In [Scikit-Learn's nested cross validation](http://scikit-learn.org/stable/auto_examples/model_selection/plot_nested_cross_validation_iris.html) example, the code showed how to nest a GridSearchCV into a cross_val_score for easy nested cross validation performance estimation. However, one drawback in using this methodology is that you won't see the "winning" hyperparameters in each of the inner cross validation loop. 

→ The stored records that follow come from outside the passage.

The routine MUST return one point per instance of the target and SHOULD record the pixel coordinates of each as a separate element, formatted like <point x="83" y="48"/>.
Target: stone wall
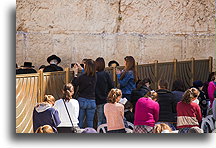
<point x="146" y="29"/>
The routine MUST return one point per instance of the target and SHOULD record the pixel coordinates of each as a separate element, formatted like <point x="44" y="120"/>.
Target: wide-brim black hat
<point x="27" y="64"/>
<point x="52" y="57"/>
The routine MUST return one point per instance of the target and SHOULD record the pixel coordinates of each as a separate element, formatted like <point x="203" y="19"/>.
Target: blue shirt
<point x="127" y="84"/>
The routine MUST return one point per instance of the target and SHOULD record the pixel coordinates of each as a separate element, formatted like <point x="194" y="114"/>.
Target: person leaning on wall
<point x="45" y="114"/>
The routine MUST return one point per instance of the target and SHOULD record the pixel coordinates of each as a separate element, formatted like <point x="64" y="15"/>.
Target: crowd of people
<point x="91" y="94"/>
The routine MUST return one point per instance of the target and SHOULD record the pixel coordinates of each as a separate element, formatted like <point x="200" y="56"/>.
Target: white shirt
<point x="73" y="109"/>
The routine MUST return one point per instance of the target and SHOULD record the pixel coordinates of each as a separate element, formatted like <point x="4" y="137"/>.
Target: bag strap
<point x="68" y="113"/>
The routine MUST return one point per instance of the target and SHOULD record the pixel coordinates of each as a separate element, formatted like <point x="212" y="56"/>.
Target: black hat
<point x="52" y="57"/>
<point x="198" y="83"/>
<point x="113" y="62"/>
<point x="27" y="64"/>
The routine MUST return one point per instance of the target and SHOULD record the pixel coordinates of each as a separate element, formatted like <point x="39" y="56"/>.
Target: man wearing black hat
<point x="53" y="60"/>
<point x="26" y="69"/>
<point x="202" y="97"/>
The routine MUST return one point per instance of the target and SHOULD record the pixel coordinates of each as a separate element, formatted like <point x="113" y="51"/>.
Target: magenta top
<point x="146" y="112"/>
<point x="211" y="91"/>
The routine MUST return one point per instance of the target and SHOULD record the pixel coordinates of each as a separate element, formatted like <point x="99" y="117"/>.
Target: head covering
<point x="123" y="101"/>
<point x="197" y="83"/>
<point x="113" y="62"/>
<point x="195" y="130"/>
<point x="89" y="130"/>
<point x="27" y="64"/>
<point x="52" y="57"/>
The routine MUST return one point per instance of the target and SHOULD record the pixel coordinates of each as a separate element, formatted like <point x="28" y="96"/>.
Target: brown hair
<point x="45" y="129"/>
<point x="151" y="94"/>
<point x="100" y="64"/>
<point x="213" y="77"/>
<point x="163" y="84"/>
<point x="189" y="95"/>
<point x="161" y="127"/>
<point x="130" y="65"/>
<point x="113" y="95"/>
<point x="90" y="67"/>
<point x="68" y="91"/>
<point x="49" y="98"/>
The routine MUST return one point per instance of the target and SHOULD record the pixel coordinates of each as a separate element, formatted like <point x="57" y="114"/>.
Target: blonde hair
<point x="49" y="98"/>
<point x="45" y="129"/>
<point x="161" y="127"/>
<point x="68" y="91"/>
<point x="190" y="94"/>
<point x="113" y="95"/>
<point x="152" y="94"/>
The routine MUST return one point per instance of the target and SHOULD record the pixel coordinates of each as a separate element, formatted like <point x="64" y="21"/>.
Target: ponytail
<point x="113" y="95"/>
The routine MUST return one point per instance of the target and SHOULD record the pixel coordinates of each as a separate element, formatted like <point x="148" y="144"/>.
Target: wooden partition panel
<point x="53" y="83"/>
<point x="26" y="99"/>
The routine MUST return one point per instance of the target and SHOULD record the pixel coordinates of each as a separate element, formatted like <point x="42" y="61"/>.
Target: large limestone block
<point x="20" y="49"/>
<point x="161" y="16"/>
<point x="66" y="16"/>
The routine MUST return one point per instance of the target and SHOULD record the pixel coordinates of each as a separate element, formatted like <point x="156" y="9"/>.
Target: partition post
<point x="175" y="69"/>
<point x="114" y="77"/>
<point x="41" y="89"/>
<point x="210" y="64"/>
<point x="156" y="73"/>
<point x="67" y="70"/>
<point x="192" y="70"/>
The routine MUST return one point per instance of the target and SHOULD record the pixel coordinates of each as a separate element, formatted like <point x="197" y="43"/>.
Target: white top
<point x="73" y="109"/>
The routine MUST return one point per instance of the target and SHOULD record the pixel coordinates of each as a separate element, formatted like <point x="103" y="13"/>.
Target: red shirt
<point x="188" y="115"/>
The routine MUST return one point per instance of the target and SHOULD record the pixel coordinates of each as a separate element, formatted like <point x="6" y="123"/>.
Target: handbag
<point x="73" y="129"/>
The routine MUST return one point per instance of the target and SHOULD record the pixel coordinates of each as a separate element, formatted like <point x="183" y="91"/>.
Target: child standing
<point x="127" y="78"/>
<point x="73" y="110"/>
<point x="114" y="112"/>
<point x="146" y="113"/>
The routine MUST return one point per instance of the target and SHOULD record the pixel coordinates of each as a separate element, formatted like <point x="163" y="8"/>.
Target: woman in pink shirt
<point x="146" y="113"/>
<point x="114" y="112"/>
<point x="212" y="90"/>
<point x="188" y="113"/>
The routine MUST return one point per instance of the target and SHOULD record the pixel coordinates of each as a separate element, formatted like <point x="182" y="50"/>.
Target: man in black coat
<point x="26" y="69"/>
<point x="53" y="60"/>
<point x="202" y="97"/>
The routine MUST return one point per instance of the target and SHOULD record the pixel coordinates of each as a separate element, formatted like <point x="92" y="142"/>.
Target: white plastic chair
<point x="102" y="127"/>
<point x="128" y="130"/>
<point x="130" y="125"/>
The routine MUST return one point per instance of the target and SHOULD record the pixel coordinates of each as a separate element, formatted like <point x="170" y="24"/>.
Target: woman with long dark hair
<point x="128" y="77"/>
<point x="73" y="110"/>
<point x="188" y="113"/>
<point x="86" y="93"/>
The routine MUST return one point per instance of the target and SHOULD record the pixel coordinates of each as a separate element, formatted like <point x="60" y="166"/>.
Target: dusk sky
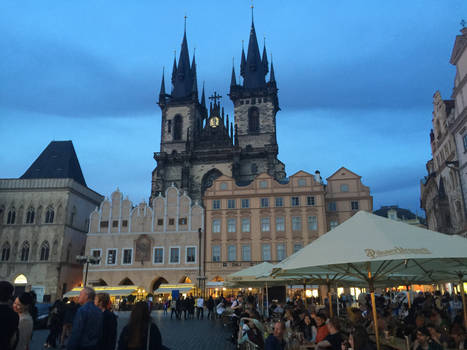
<point x="356" y="81"/>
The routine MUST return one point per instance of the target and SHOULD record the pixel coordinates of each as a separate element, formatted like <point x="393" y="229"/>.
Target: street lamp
<point x="87" y="259"/>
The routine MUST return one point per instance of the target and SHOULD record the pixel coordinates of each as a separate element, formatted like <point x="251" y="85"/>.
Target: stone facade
<point x="146" y="245"/>
<point x="268" y="220"/>
<point x="443" y="191"/>
<point x="199" y="144"/>
<point x="51" y="218"/>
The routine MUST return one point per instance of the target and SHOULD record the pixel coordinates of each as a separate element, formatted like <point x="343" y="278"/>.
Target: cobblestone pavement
<point x="176" y="334"/>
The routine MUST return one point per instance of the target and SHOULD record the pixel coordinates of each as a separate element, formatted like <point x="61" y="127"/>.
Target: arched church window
<point x="253" y="120"/>
<point x="11" y="216"/>
<point x="30" y="216"/>
<point x="25" y="251"/>
<point x="45" y="250"/>
<point x="6" y="251"/>
<point x="49" y="215"/>
<point x="178" y="124"/>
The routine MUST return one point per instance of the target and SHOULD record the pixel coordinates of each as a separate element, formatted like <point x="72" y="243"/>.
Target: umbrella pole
<point x="373" y="305"/>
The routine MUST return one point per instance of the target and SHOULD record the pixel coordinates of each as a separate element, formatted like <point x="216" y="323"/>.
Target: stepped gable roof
<point x="57" y="161"/>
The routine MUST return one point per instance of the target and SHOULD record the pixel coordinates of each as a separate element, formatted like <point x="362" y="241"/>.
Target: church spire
<point x="162" y="91"/>
<point x="183" y="85"/>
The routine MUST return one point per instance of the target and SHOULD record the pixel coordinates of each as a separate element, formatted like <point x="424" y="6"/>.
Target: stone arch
<point x="185" y="279"/>
<point x="209" y="178"/>
<point x="253" y="120"/>
<point x="157" y="282"/>
<point x="178" y="127"/>
<point x="126" y="282"/>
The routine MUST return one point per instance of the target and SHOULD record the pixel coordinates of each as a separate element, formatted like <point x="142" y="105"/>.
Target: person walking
<point x="87" y="325"/>
<point x="26" y="324"/>
<point x="200" y="307"/>
<point x="141" y="333"/>
<point x="210" y="306"/>
<point x="9" y="320"/>
<point x="109" y="322"/>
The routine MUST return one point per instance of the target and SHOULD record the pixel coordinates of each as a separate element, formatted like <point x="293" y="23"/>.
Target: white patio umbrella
<point x="380" y="251"/>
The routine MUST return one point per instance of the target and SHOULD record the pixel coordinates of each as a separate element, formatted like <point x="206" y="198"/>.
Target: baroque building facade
<point x="199" y="145"/>
<point x="145" y="245"/>
<point x="44" y="217"/>
<point x="268" y="220"/>
<point x="443" y="190"/>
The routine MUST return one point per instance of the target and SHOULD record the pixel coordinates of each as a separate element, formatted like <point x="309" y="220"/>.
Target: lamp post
<point x="87" y="259"/>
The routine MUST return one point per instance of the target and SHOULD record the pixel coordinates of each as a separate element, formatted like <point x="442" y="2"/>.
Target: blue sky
<point x="356" y="81"/>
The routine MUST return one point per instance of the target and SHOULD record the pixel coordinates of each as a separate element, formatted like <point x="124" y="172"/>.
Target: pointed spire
<point x="194" y="77"/>
<point x="272" y="76"/>
<point x="162" y="91"/>
<point x="264" y="59"/>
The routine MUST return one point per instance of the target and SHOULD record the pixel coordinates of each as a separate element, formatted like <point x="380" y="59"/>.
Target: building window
<point x="158" y="255"/>
<point x="174" y="255"/>
<point x="49" y="215"/>
<point x="30" y="216"/>
<point x="296" y="223"/>
<point x="96" y="253"/>
<point x="266" y="252"/>
<point x="232" y="253"/>
<point x="6" y="251"/>
<point x="297" y="247"/>
<point x="280" y="250"/>
<point x="11" y="217"/>
<point x="111" y="256"/>
<point x="312" y="223"/>
<point x="216" y="226"/>
<point x="253" y="120"/>
<point x="178" y="126"/>
<point x="245" y="224"/>
<point x="45" y="250"/>
<point x="246" y="253"/>
<point x="265" y="224"/>
<point x="231" y="225"/>
<point x="216" y="253"/>
<point x="279" y="202"/>
<point x="190" y="253"/>
<point x="280" y="224"/>
<point x="25" y="251"/>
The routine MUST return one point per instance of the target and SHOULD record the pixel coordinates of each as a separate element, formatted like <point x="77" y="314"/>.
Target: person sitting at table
<point x="321" y="328"/>
<point x="424" y="341"/>
<point x="334" y="339"/>
<point x="276" y="340"/>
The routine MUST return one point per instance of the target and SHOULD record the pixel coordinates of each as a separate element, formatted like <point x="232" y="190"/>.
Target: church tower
<point x="255" y="107"/>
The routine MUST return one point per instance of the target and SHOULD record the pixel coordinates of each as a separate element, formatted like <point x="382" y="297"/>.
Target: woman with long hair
<point x="140" y="333"/>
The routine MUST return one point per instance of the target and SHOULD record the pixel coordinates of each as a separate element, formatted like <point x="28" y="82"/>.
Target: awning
<point x="168" y="288"/>
<point x="113" y="291"/>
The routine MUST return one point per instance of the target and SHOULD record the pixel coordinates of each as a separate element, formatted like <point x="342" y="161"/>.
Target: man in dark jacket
<point x="8" y="318"/>
<point x="87" y="325"/>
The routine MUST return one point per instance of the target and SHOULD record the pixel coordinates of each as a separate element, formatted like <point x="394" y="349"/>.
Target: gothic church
<point x="199" y="144"/>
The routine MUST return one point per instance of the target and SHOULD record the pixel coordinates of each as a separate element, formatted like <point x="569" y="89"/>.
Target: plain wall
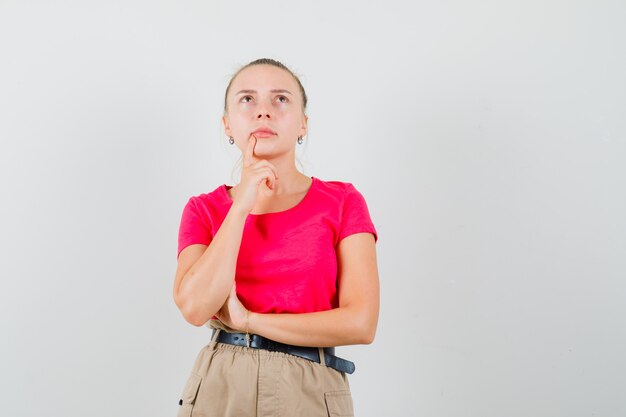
<point x="488" y="138"/>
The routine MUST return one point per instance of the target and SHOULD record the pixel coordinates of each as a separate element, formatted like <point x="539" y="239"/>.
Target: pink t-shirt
<point x="287" y="261"/>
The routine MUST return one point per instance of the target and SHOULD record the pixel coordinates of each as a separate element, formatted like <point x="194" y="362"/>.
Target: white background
<point x="488" y="138"/>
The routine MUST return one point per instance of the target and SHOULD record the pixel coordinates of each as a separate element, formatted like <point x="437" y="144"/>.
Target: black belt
<point x="310" y="353"/>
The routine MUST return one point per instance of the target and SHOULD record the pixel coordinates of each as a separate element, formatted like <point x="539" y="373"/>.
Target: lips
<point x="263" y="132"/>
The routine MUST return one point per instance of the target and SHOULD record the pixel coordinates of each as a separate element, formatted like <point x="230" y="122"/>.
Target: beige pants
<point x="237" y="381"/>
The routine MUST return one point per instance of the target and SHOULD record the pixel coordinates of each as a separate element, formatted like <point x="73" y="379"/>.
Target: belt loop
<point x="322" y="357"/>
<point x="216" y="333"/>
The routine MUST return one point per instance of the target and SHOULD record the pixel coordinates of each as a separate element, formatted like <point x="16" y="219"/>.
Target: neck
<point x="290" y="180"/>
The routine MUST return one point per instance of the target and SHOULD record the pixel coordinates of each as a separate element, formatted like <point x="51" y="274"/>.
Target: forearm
<point x="207" y="284"/>
<point x="337" y="327"/>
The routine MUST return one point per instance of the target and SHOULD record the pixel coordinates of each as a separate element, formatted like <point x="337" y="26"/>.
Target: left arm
<point x="353" y="322"/>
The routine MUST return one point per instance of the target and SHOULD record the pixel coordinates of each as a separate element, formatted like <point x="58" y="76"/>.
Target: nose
<point x="263" y="110"/>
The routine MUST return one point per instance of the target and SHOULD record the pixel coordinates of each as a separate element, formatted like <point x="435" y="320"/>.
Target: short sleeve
<point x="194" y="227"/>
<point x="355" y="216"/>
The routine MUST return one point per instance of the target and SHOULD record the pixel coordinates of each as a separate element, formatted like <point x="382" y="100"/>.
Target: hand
<point x="233" y="313"/>
<point x="257" y="176"/>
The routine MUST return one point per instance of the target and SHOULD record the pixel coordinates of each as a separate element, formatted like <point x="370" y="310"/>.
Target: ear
<point x="226" y="126"/>
<point x="303" y="127"/>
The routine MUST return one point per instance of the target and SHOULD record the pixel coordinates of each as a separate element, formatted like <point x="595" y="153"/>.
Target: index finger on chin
<point x="248" y="156"/>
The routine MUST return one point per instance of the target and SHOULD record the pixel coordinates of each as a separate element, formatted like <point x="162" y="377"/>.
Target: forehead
<point x="264" y="77"/>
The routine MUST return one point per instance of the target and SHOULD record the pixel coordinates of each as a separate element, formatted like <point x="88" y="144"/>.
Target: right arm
<point x="206" y="274"/>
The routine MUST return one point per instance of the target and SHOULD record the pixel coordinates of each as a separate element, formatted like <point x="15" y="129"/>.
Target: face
<point x="265" y="97"/>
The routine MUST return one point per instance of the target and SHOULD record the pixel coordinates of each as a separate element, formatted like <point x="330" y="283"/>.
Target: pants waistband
<point x="311" y="353"/>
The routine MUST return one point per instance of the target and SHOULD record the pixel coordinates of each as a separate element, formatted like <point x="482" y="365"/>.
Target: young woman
<point x="282" y="266"/>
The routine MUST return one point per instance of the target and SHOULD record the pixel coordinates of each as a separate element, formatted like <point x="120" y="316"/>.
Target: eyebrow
<point x="254" y="91"/>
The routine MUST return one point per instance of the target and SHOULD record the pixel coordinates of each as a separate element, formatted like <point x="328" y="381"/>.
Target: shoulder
<point x="337" y="188"/>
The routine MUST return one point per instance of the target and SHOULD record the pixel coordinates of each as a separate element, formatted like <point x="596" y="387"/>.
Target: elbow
<point x="368" y="335"/>
<point x="366" y="331"/>
<point x="191" y="313"/>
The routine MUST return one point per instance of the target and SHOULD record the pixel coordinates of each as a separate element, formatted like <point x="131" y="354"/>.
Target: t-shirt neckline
<point x="225" y="189"/>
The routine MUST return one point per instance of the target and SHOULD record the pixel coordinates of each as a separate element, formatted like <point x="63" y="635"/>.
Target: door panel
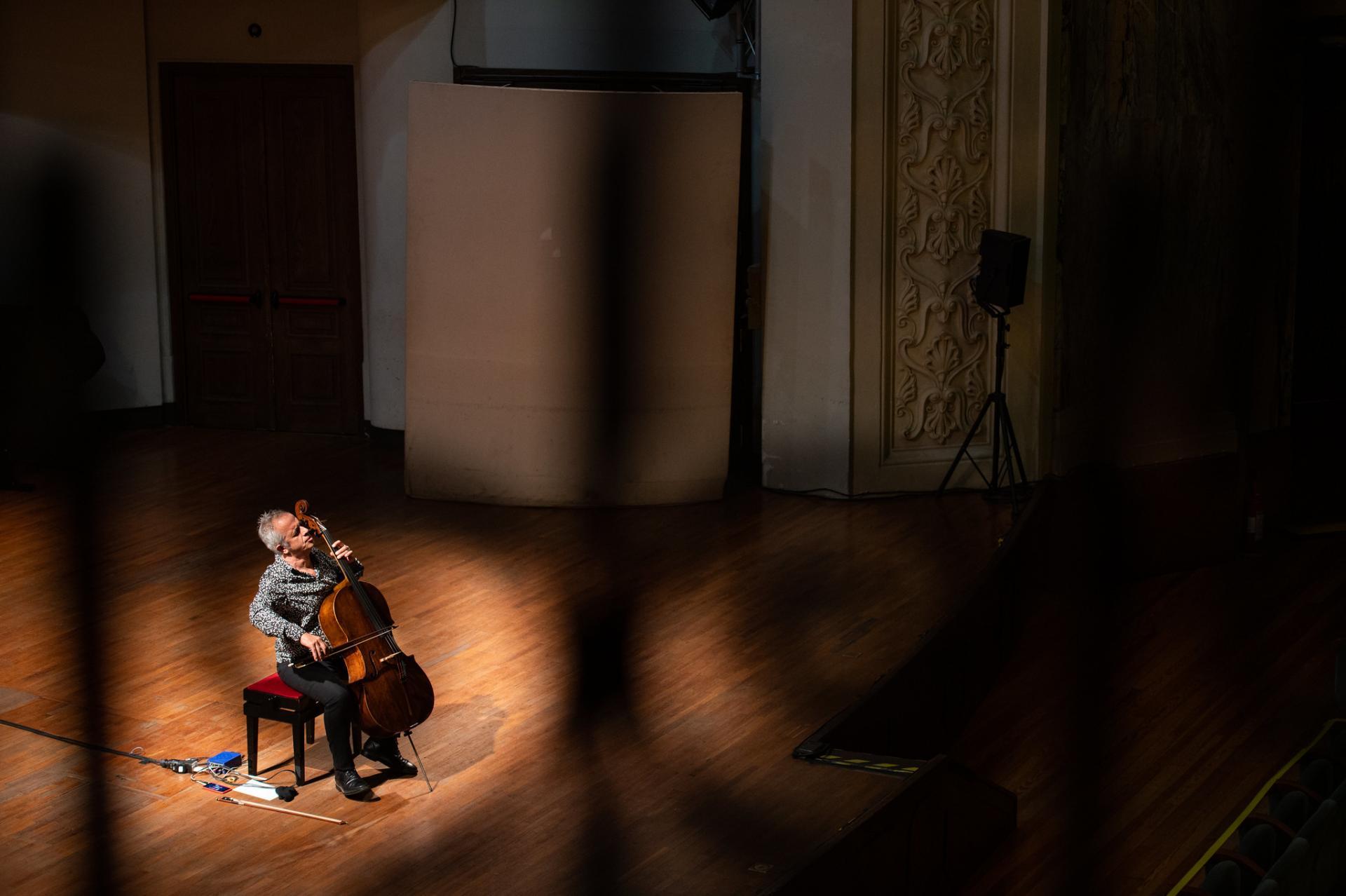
<point x="314" y="250"/>
<point x="221" y="248"/>
<point x="264" y="245"/>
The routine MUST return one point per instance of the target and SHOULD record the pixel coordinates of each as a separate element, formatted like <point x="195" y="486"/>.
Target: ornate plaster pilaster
<point x="937" y="184"/>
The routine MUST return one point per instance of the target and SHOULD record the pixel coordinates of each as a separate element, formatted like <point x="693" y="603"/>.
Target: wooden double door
<point x="264" y="245"/>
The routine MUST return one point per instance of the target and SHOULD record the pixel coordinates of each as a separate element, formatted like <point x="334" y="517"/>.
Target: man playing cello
<point x="286" y="607"/>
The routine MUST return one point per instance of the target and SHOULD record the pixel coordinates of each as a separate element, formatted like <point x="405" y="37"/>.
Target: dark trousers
<point x="326" y="682"/>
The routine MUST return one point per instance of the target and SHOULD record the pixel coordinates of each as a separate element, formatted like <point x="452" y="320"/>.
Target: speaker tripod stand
<point x="1002" y="430"/>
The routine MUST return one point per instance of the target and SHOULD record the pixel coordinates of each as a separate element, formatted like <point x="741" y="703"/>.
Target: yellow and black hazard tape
<point x="866" y="762"/>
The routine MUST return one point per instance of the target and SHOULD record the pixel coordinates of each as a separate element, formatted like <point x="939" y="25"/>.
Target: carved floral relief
<point x="937" y="186"/>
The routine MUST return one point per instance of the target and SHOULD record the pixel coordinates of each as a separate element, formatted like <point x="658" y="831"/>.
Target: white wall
<point x="395" y="51"/>
<point x="807" y="61"/>
<point x="85" y="77"/>
<point x="73" y="92"/>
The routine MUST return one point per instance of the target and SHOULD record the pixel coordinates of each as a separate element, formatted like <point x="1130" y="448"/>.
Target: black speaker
<point x="1005" y="269"/>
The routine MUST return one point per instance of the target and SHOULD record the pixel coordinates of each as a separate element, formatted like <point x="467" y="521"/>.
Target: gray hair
<point x="267" y="529"/>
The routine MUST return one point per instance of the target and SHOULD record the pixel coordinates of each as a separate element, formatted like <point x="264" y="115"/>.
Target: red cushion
<point x="273" y="685"/>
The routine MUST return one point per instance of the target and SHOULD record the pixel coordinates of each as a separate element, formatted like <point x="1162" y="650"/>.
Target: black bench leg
<point x="299" y="751"/>
<point x="252" y="745"/>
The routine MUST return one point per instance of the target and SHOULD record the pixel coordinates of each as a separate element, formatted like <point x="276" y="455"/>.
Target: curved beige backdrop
<point x="570" y="295"/>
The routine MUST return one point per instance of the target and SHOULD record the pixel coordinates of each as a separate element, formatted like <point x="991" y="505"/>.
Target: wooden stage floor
<point x="618" y="692"/>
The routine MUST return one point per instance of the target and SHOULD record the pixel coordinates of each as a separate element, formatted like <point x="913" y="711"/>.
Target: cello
<point x="392" y="692"/>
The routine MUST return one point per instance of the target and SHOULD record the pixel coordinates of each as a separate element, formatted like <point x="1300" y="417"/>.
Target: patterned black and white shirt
<point x="287" y="603"/>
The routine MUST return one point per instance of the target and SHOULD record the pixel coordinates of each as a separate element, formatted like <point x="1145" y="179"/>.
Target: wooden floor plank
<point x="742" y="626"/>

This notebook shows "side-by-side" the SKLearn method and a longer method which exposes the "winning" hyper parameters.

## Setting up the imports

In [2]:
from sklearn import datasets
from sklearn.neighbors import KNeighborsClassifier
import matplotlib.pyplot as plt
import pandas as pd
import numpy as np
import seaborn as sns
%matplotlib inline

from sklearn.model_selection import GridSearchCV,KFold,cross_val_predict,cross_val_score,StratifiedKFold

from sklearn.svm import SVC
from collections import Counter
from sklearn.metrics import classification_report,accuracy_score

## Loading data set, we will be using the Iris data set

In [3]:
iris = datasets.load_iris()
features = iris.data
target = iris.target

## Setting up the inner and outer cross validation loops to be used in the SKLearn example and the "long" way example

In [4]:
# Following kf is the outer loop
outer_kf = StratifiedKFold(n_splits=8,shuffle=True,random_state=1)
inner_kf = StratifiedKFold(n_splits=3,shuffle=True,random_state=2)
model = SVC()
params = {'kernel':['rbf','linear'],'C':[1,10]}
outer_loop_accuracy_scores = []
inner_loop_won_params = []

## Scikit-Learn example from the link in the Introduction. In this method, you won't be able to see the winning hyperparameters in each of the inner GridSearchCV loops

In [5]:
clf = GridSearchCV(estimator=model,param_grid=params,cv=inner_kf)
clf.fit(features,target)
print 'Non nested best score:',clf.best_score_

nested_score = cross_val_score(clf,features,target,cv=outer_kf)
print 'Nested scores:',nested_score
print 'Nested score mean:',nested_score.mean()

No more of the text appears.